The Agent Paradox


The popularity and interest in Artificial Intelligence (“AI”) agents (or “Agentic AI”) have boomed in the past couple of years. This idea of AI “doing” as opposed to simply “informing” has captured so much interest that large platforms such as AWS, GCP, Azure, LangChain, and others have developed services, packages, examples, blueprints, frameworks, and more to make starting your AI agents journey seamless.
At a high level, the structure of an agent with a Large Language Model (“LLM”) embedded usually looks something like this:
An LLM-powered agent is set up with a goal to reach or a task to complete. The LLM has access to a range of utilities, or “tools” such as relevant files, APIs, functions, etc. Given the tools and the task at hand, the LLM “decides” what action to proceed with using the tools at its disposal; this may repeat until the “desired” outcome has been fulfilled.
While the support these companies have provided can be great, it’s clear to engineers that the overuse and needless adoption of AI will increase exponentially, and, the likelihood and severity of risks will also increase at a similar rate. Organisations are making a critical error: they’re deploying AI agents as a solution in search of a problem, while traditional automation would deliver better results with lower risk in most situations. Here, we present an argument that, in many cases, especially those involving structured processes, the risks of adding an LLM-powered agent can outweigh the benefits. As much as we’d love AI to be a set-and-forget endeavour, now more than ever, we are learning why this will not work.
Determinism vs “free will” (stochastic programmes)

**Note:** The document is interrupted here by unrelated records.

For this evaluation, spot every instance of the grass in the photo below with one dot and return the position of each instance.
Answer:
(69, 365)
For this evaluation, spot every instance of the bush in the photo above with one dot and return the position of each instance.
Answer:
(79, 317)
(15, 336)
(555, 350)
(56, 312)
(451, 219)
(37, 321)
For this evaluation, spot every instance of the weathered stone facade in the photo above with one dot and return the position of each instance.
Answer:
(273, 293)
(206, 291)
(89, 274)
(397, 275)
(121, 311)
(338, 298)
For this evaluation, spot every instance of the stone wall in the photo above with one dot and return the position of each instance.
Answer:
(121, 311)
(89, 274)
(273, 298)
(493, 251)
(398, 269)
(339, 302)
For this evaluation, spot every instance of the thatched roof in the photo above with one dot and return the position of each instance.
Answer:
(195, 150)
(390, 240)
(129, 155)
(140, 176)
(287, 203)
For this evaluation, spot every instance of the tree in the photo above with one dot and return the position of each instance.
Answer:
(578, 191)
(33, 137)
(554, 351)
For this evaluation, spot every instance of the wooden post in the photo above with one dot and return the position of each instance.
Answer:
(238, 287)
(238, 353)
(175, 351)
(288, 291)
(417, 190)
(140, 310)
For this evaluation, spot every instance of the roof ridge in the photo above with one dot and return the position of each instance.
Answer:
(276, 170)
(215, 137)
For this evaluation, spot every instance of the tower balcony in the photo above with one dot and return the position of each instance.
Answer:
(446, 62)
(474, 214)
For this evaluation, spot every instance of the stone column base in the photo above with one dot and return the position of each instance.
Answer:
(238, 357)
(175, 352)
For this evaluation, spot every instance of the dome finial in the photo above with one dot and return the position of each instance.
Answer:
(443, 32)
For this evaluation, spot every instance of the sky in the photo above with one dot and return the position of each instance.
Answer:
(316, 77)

Arguably, one of the greatest debates in philosophy takes its own version in the AI world - does AI have agency? Meaning, given an input, would we know the output of an LLM without running it? Fundamentally, LLMs are deterministic (meaning the output can be calculated without running the input through the model). However, because we want LLMs to appear more realistic, creative, provide better outputs, and be able to handle a range of prompts, we train them with “randomness”. This introduction of stochastic sampling is what makes the final result of an LLM inherently unpredictable (see here for the mathematically curious). While this can be good for informing and fine when an expert is reviewing, when we consider the actual end-to-end completion of a task, the stochastic nature of these models can be dangerous.
For example, in customer support, AI agents can safely handle routine queries (eg, tracking orders, managing shipping changes, etc) - minor output variations are tolerable. However, in healthcare, even a 5% error rate in diagnosis recommendations becomes ethically unjustifiable. Here, we explore the latter example to highlight the intensity of the situation and potential complications.
If we want to build a medical diagnosis agent, we can equip it with textbooks (as part of its knowledge base), APIs to professional databases, lab results, a medical history, and potentially a recording of the initial consultation with the patient. Putting aside data privacy and violation issues, here, a “random” or inconsistent result can be harmful to the patient (eg, through a misaligned treatment plan). Now, one could argue that two doctors with the same level of experience and presented with the same information may provide two separate diagnoses, however, the misalignment would be due to nuanced judgement. Unlike a doctor whose decision-making process is grounded in years of contextual training, an LLM’s response is the product of, among other things, probabilistic sampling, often untethered from coherent reasoning or any true understanding.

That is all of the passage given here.